Ловким движением торговец сорвал повязку с моей груди и, вопреки ожиданиям, тишина стала гробовой. Показалось даже, что я слышу, как сотни глоток сглатывают слюну.
— Три с половиной тысячи! — возвестил торговец. — Последняя цена — три с половиной тысячи! За редкую красавицу с коралловой кожей! За небожительницу, почтившую нашу грешную землю своим присутствием!
— Три тысячи семьсот, — сказал человек с золотыми зубами.
Видя сомнение на лице почтенного Абу Амина, торговец сдернул повязку с бедер и картинным жестом подбросил ее вверх. Одновременно он выдернул деревянный шип из волос и те тяжелым рубиновым покрывалом окутали фигуру до середины бедер.
Мне показалось, началось небольшое землетрясение. А еще я оглохла от криков и рева толпы. Когда все стихло, главный евнух Аоса сказал:
— Четыре тысячи.
— Четыре тысячи — раз, — начал отсчет торговец. — Четыре тысячи — два!
— Четыре двести! — возопил жирный Вахинбай и распахнул рубаху на волосатой груди.
— Четыре триста! — тут же воскликнул человек с золотыми зубами.
— Четыре пятьсот! — перебил его Вахинбай.
— Пять тысяч, — спокойно объявил Абу Амин, и оба, Вахинбай и тот, что с золотыми зубами, принялись грязно ругаться, а затем стали проталкиваться сквозь толпу к выходу.

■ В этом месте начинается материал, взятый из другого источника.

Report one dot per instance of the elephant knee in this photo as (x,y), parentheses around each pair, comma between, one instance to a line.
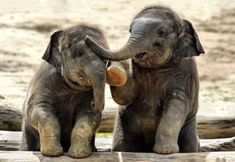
(83,131)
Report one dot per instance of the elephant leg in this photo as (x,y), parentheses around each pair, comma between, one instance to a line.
(115,74)
(29,141)
(49,131)
(171,122)
(188,140)
(127,142)
(83,135)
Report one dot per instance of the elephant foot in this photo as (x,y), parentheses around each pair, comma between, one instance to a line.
(166,148)
(50,149)
(116,75)
(80,150)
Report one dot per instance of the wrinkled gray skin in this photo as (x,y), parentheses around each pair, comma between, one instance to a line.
(65,98)
(160,99)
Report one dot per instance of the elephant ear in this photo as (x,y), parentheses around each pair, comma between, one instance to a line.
(52,54)
(188,44)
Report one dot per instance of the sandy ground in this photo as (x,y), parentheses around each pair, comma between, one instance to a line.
(25,28)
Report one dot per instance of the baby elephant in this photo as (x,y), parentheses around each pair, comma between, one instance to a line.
(161,92)
(65,98)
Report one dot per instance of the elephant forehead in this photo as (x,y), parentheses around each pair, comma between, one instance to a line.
(149,20)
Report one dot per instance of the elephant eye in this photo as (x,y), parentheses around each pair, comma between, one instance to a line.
(162,33)
(79,53)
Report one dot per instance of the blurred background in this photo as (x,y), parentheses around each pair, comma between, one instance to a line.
(26,26)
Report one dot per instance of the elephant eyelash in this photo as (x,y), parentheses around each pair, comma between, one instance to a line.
(79,53)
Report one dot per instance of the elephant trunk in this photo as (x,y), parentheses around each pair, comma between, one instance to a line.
(130,49)
(97,76)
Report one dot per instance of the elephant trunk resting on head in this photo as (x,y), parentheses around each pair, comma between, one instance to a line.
(65,98)
(161,92)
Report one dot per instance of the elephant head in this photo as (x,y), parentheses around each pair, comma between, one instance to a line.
(81,69)
(158,37)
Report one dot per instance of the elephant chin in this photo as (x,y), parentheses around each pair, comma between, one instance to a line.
(72,84)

Я облегченно выдохнула и воздала мысленную хвалу Анахите.
— Пять тысяч раз! — громогласно повторил торговец под восторженный шепот, видимо, пять тысяч монет и в самом деле высокая цена за рабыню. — Пять тысяч золотых монет — два!
— Десять тысяч, — раздалось от входа.
Вниманием толпы завладели двое невысоких людей: с острыми, но непримечательными чертами лица, пожалуй, несколько большими, чем у остальных, глазами.
Мое сердце ухнуло, а внутри что-то оборвалось.
По досаде, проступившей на лице главного евнуха, я поняла, что он не будет поднимать ставку, ибо десять тысяч золотом — немыслимая цена даже для рабыни в гарем великого хана.
Те двое что вошли в шатер и с порога переполошили всех, быстрым шагом двигались по проходу прямо к сцене.
Один из них нес сундук, другой, тот, что объявил цену, опирался на посох.
— Энки, — зашептали в толпе, — энки, энки…
Я вздрогнула.
Я читала об энках, но никогда не видела вживую. Мифами о загадочном лесном народце, что любит золото и умеет отыскивать самые глубокие клады под землей, развлекают у нас детей на ночь.
Приглядевшись, я поняла, что передо мной и вправду не люди. Было в них что-то знакомое, но что, никак не могла сообразить. От накатившего ужаса мысли путались, были вязкими и тягучими, как слишком густой кисель.
Оба одеты в черные плащи, капюшоны откинуты за спины. Волосы зачесаны назад, отчего и без того длинные носы кажутся острыми.